Ses propos m’agacent et je tourne la tête pour observer le village par la fenêtre, afin de fuir ces yeux bleus qui me scannent toujours avec justesse.

-         Je vais tirer ça au clair, il faut simplement que je comprenne le fond du problème, marmonne-je.

-         Elle te laissera y aller, elle panique sans doute mais s’il y a une chose dont Hanako a fait preuve récemment, c’est qu’elle place les intérêts du village au-dessus des siens.

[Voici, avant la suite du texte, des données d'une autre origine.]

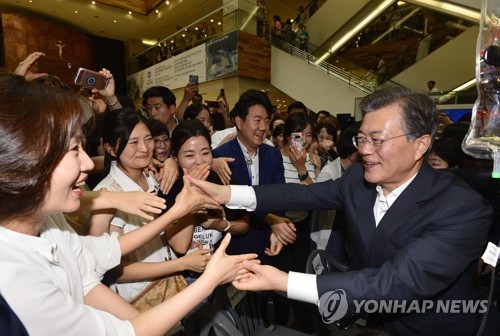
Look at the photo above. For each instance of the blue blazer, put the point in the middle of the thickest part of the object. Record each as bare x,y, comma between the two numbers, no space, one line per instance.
270,172
426,247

Je n’ai donc pas le moindre doute que je te trouverai ce soir aux portes du village.

J’hoche la tête et je me lève pour ouvrir la fenêtre.

-         Kakashi…, commence Minato.

-         Non.

Je me tourne vers lui en secouant la tête :

-         Je vous en prie senseï, non. Ça me passera, mais à raison ou non, je vous en veux terriblement. En discuter n’améliorera en rien les choses, il faut que je digère ce qu’il s’est passé, que je retrouve la raison, que j’intègre que c’était son choix et ce n’est clairement pas encore le cas.

-         Je peux l’entendre Kakashi, mais j’ai horreur que tu me fasses la tête, ce n’est pas vraiment dans tes habitudes, je me retrouve un peu … démuni, répond-il en me souriant timidement.

J’en rirais presque maintenant qu’il souligne que « je lui fais la tête » pour la première fois en plus de dix ans. Il est déjà en train de m’amadouer, c’est terrible, je suis vraiment trop sensible, quoi qu’en pensent les gens. Il doit voir mon trouble, et il préfère visiblement me donner une porte de sortie :

-         Autre chose Kakashi ?

-         Oui. J’ai appuyé le dossier de Shin Nibai en plus de Nanba, pour une promotion au titre de jônin. J’ai mis le dossier à l’ordre du jour du prochain conseil, il mérite largement d’être promu, il est même incompréhensible qu’il ne le soit pas déjà.

-         J’ai été distrait ces derniers mois, beaucoup d’affaires politiques comme tu le sais… Si tu le recommandes, alors il n’y a pas à douter que le conseil te suivra, conclut-il en souriant.

J’hoche la tête et je file par la fenêtre.